Tuesday, March 3, 1998

Doctor Faustus: The Life of the German Composer Adrian Leverkuhn as Told by a Friend

by Thomas Mann
1947
translated by H.T. Lowe-Porter

This 500-page tome is a dense, rich experience detailing the deterioration of Germany from a paragon of culture in the 19th century to a force-worshiping anathema by the ignominious end of WWII.  The narrator, Serenus, is a staid, conservative Catholic bourgeois, who worships his subject, the composer Adrian.  This latter is a Lutheran, possessed with musical genius and detached from the world after a sinful tryst.  Adrian's genius and madness parallel Germany's genius, its symbolic deal with the devil to exchange power for culture, and its fall.  Along the way, Mann expounds at length and at great detail about the state of religion, art, teaching, politics and class structure in modern Germany, explaining how men like Serenus could stand back and let the fatherland they worshiped become such an ugly beast.  This is one of the most difficult novels I have ever read, and I think I have a few problems with the translation, which is nonsensical at points, but it was all worth it.  The tale works on so many levels it's hard to connect them all; still, even as a tale, or even as commentary on the state of arts in war-torn Germany, it's fascinating. 

four stars

Thursday, February 5, 1998

The Crowd: A Study of the Popular Mind

by Gustave LeBon
Translator not named; with an introduction by Robert A. Nye (my thesis advisor).

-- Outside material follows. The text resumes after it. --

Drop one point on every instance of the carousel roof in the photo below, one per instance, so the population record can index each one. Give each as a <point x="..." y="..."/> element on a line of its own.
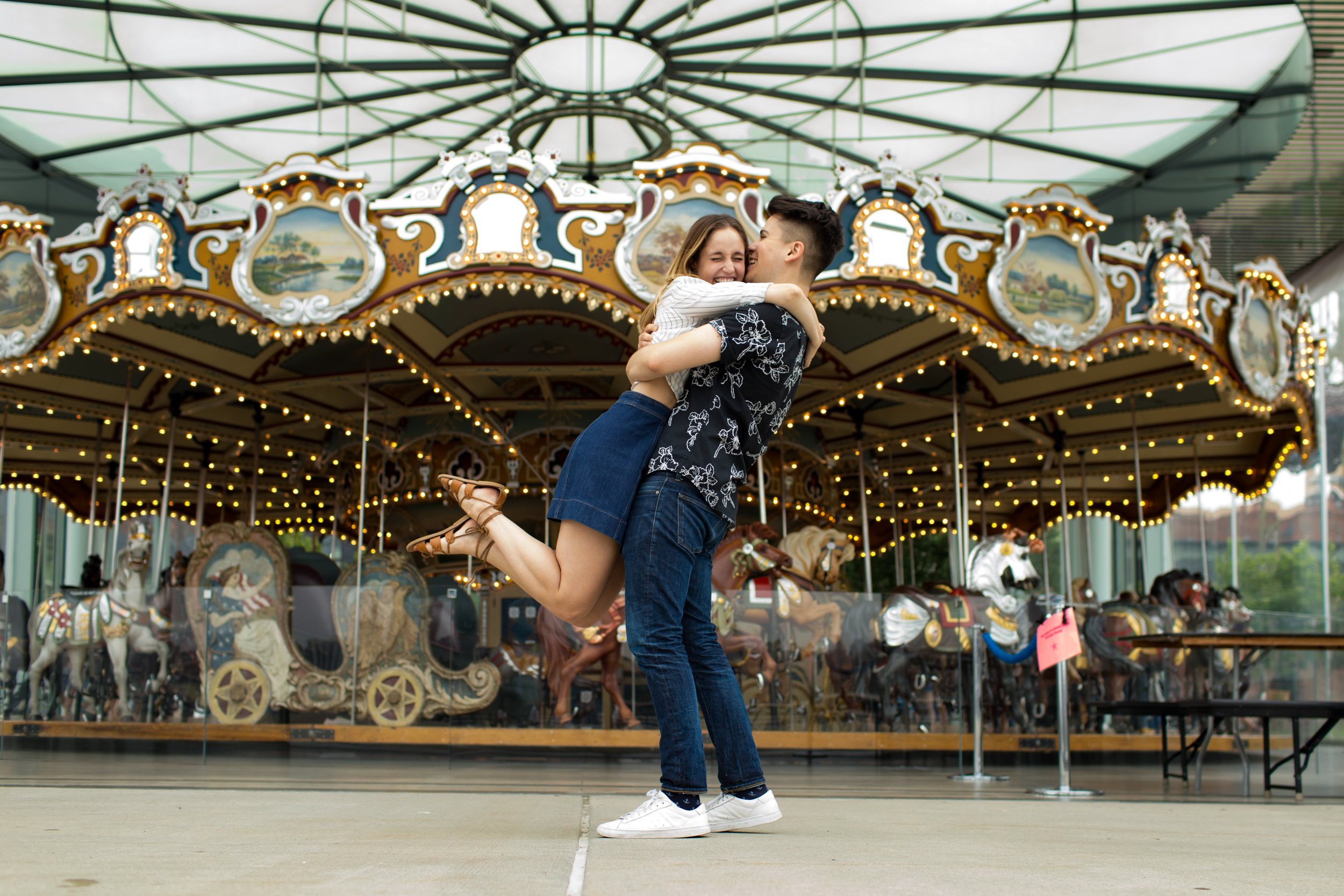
<point x="1116" y="97"/>
<point x="238" y="293"/>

There are two ways to approach this polemical rant.  The first is as an historical product: it's a conservative response to the vagaries of the masses, which in LeBon's day were leading to the dangers of socialism, indifference, and decadence.  The primitive crowd mentality was destroying civilization, as LeBon saw it, and this work is meant to address why, and offers insights on how the statesman can control crowds better (not through reason but empty platitudes and obvious imagery).

The second way to look at the work is as a scholarly argument: in this it fails utterly.  Self-contradictory, rambling and perfunctory when it comes to "proving" his notions, LeBon is certainly a shrewd observer of the crowd mentality, but his conclusions are illogical, misplaced, and false.  This book is in fact itself a good example of crowd manipulation as LeBon sees it!  That is, it is repetitive, avoids rational argument and invokes vague causes like race genius and civilizing sentiment. 

three stars

Monday, January 19, 1998

The Fellowship of the Ring

by J.R.R. Tolkien
1954

The "authorized" edition, with a brief foreword by Tolkien about the book's success. Everyone told me to read this classic fantasy, so I have, perhaps late in life. My feelings toward it are ambivalent: while I admire the detail and the craft of the vivid, exceptionally fantastic world and the history Tolkien created, the story didn't blow me away. I feel that the book (500 closely printed pages) gets bogged down at times by geography and obscure genealogy, and is at times a little too caught up in its own wonder at the breathtaking, aloof majesty of Elves and such. While enough happened in the story, and the dialogue was fine, I didn't get a great sense of drama from the book, odd considering the earth-shattering importance of Frodo's quest. When the action did get going, however, it was enthralling. The cliffhanger ending had a lot of drama, for example.